More information to help you make an informed choice when you are searching the internet:

Potassium hydroxide is used to make liquid soap and Sodium hydroxide is used to make solid soap – both are “lye”. Sodium hydroxide is the product of the electrolysis of salt (aka sodium chloride) and water (aka dihydrogen oxide – H2O) – the byproduct of this electrolosis is bleach (aka chlorine). Potassium hydroxide comes from water and wood ashes. Most commercial “soap” sold in stores today is actually formed from detergents and has had all the natural glycerin removed – glycerin is more valuable than the bar of “soap”.

The choice of oils that are used to make the soap are what determines if a soap is mild or drying. Any soap that is heavy on coconut oil is a very drying soap. When you are shopping for soap for yourself, you want to avoid a soap that lists coconut oil as the first ingredient. The coconut oil adds lathering, sudsing properties and the best homemade soap will contain some, but mild soap should have no more than 1/3 to ½ coconut oil.
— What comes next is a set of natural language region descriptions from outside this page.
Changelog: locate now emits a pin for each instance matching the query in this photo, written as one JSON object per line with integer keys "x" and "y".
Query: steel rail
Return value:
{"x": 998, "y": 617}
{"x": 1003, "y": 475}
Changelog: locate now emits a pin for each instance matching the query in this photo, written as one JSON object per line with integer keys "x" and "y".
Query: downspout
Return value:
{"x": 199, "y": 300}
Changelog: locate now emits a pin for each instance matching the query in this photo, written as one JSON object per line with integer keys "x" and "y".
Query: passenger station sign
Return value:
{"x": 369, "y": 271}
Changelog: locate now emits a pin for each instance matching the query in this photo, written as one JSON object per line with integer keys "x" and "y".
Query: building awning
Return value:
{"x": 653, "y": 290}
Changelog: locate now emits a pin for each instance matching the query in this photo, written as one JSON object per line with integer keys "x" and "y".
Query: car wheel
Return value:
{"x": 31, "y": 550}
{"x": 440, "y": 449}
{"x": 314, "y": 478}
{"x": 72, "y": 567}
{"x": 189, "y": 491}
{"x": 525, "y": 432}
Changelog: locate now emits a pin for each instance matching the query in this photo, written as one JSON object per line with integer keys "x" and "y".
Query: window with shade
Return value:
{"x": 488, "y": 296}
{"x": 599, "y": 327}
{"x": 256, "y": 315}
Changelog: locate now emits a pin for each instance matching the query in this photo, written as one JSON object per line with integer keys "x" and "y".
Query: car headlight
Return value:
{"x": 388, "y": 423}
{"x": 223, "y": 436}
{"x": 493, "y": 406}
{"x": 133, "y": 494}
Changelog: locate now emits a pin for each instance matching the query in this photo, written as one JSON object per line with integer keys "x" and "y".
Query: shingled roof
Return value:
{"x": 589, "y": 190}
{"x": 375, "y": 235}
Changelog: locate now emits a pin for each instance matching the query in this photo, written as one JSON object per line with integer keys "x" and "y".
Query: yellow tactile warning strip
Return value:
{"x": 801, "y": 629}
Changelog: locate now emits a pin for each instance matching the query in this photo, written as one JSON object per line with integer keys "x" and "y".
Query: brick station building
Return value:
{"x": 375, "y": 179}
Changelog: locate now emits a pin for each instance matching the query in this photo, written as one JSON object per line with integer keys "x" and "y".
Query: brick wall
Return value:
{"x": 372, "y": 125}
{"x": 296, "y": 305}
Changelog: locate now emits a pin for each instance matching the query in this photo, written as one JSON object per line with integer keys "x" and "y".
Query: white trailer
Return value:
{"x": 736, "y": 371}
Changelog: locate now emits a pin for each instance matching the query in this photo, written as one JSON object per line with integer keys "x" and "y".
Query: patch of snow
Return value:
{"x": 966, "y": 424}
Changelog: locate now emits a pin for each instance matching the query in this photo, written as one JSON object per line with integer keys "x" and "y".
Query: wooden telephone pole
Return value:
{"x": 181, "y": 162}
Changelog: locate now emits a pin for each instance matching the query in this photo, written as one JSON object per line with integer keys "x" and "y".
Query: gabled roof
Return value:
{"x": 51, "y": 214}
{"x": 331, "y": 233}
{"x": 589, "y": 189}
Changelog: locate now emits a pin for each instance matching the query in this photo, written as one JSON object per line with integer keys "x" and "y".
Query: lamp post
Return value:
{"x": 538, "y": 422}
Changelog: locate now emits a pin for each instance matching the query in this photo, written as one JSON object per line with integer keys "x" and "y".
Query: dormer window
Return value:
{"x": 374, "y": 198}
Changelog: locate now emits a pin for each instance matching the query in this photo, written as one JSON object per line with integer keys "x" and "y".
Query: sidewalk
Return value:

The best soap for cleansing and moisturizing is a soap that has a liquid oil as the first ingredient – olive oil, canola oil, caster oil, jojoba oil, hemp seed oil, flax seed oil, for example – there are many options.


Then there will be at least one solid oil mentioned either coconut oil, palm oil, or tallow. These are added to increase lathering properties and to make the bar of soap last longer. A person with sensitive skin should read the ingredients and ensure that one of these oils are not the first ingredient on the bar. If it’s the second or third ingredient, the soap should be mild enough.